Esa vez la última pieza que tocamos fue una cosa brasileña que se llama "Corcovado" de Antonio Carlos Jobim; apenas solté la última nota, la gente se me vino encima a abrazarme, figúrate viejo, a besarme... ponete a pensar la ridiculez... a pedirme autógrafos como si yo fuera la reina del aguacate. Ley, no jodás, hombre... A cargarme, la gente estaba loca, definitivamente; la policía intervino y yo allá arriba como un dios, encaramado en los hombros de un estúpido que gritaba: "¡Viva Jack! ¡Viva Jack, el mejor clarinete del mundoo!".
Cuando los uniformados lograron rescatarme, Benson sonriendo se me acercó, no importa, chico, la gente empieza a quererte porque eres como Jack; yo diría que eres el mismo Jack cuando tocas.

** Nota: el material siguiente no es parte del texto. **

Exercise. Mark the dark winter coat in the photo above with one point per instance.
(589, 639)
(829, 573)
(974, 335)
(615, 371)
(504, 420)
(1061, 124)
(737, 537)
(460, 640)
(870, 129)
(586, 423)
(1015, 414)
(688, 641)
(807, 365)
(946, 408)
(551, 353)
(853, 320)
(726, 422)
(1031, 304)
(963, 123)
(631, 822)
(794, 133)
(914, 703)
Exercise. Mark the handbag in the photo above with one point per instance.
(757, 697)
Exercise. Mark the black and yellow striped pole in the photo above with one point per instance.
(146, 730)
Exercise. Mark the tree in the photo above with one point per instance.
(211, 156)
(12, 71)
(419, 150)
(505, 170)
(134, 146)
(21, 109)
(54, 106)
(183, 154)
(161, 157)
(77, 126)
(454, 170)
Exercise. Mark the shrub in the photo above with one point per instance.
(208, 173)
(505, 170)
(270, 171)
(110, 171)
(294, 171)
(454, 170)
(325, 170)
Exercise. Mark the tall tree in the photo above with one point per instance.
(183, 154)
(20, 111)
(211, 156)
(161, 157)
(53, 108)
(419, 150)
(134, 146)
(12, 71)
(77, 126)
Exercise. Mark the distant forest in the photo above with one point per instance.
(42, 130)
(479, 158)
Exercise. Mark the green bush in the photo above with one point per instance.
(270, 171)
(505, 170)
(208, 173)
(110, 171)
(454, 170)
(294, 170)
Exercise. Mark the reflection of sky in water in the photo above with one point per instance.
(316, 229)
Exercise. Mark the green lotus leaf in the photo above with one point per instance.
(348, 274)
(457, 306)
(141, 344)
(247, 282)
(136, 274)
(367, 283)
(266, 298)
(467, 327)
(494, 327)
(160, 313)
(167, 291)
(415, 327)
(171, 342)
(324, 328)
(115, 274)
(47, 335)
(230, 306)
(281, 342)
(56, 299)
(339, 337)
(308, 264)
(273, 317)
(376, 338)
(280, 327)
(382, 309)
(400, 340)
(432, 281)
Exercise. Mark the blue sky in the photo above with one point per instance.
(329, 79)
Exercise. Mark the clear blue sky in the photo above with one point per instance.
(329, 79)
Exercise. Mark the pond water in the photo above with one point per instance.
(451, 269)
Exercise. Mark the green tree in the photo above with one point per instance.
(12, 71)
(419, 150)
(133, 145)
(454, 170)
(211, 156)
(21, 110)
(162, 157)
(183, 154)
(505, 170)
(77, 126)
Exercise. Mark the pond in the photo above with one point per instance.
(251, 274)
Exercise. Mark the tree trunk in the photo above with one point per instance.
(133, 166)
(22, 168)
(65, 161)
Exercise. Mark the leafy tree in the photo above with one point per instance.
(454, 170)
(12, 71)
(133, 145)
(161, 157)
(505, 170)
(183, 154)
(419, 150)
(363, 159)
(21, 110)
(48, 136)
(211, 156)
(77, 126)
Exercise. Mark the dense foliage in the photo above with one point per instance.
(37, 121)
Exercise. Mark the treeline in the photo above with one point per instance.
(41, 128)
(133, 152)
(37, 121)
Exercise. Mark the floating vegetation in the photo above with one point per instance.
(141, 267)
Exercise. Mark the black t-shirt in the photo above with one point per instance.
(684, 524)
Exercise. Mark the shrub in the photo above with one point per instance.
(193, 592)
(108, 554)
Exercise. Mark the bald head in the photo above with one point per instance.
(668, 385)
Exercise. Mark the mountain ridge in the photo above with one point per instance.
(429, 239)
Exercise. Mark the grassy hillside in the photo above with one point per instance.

Con esas palabras casi me muero, te cuento; entregué el instru­mento como pude y tomé un taxi; a San Antonio, señor; sí, la doce por favor... No podía comprender que para ellos Jack no había muerto... ¿Me estás oyendo, viejo? Era muy tarde, amanecía cuando alcancé mi casa, entré y cuando prendí el foco vi a mi mujer desnuda; a un lado estaba Jack desnudo; sí era él, te lo juro. Jack "el Burro" porque se alimentaba de yerba; estaba quietecito, lo reco­nocí por el uniforme celeste, de solapas gigantes, los pantalones de prenses, el saco, el corbatín, todo. Estaban a un ladito de la lámpara que vos nos regalaste cuando me fui a vivir con ella; los zapatos, la camisa de pechera almidonada, todo viejo, y el muy canalla desnudo haciendo como si sedujera a mi mujer...
Esta vez Leyton lloró sin necesidad de esconderse en el baño. Lloró como un niño. Después, pagamos la cuenta y nos fuimos abrazados en dirección a un barcito iluminado. Allí sacó el pañuelo y con sus ojos negros y brillosos, me dijo: "Carajo, viejito, yo te amo tanto como a mis zapatos rotos". Y eructó cerveza.
Todavía no sabía que pensar de mi amigo Leyton. Sólo sentía que yo también lo amaba y para qué putas preguntarle si ya todo estaba dicho, ¿dónde está Violeta?

(Cuento publicado por primera vez en el Magazín Dominical de El Espectador No. 227, agosto 2 - 1987. Hoy hace parte del libro Fantasio. Cuentos para bailadores).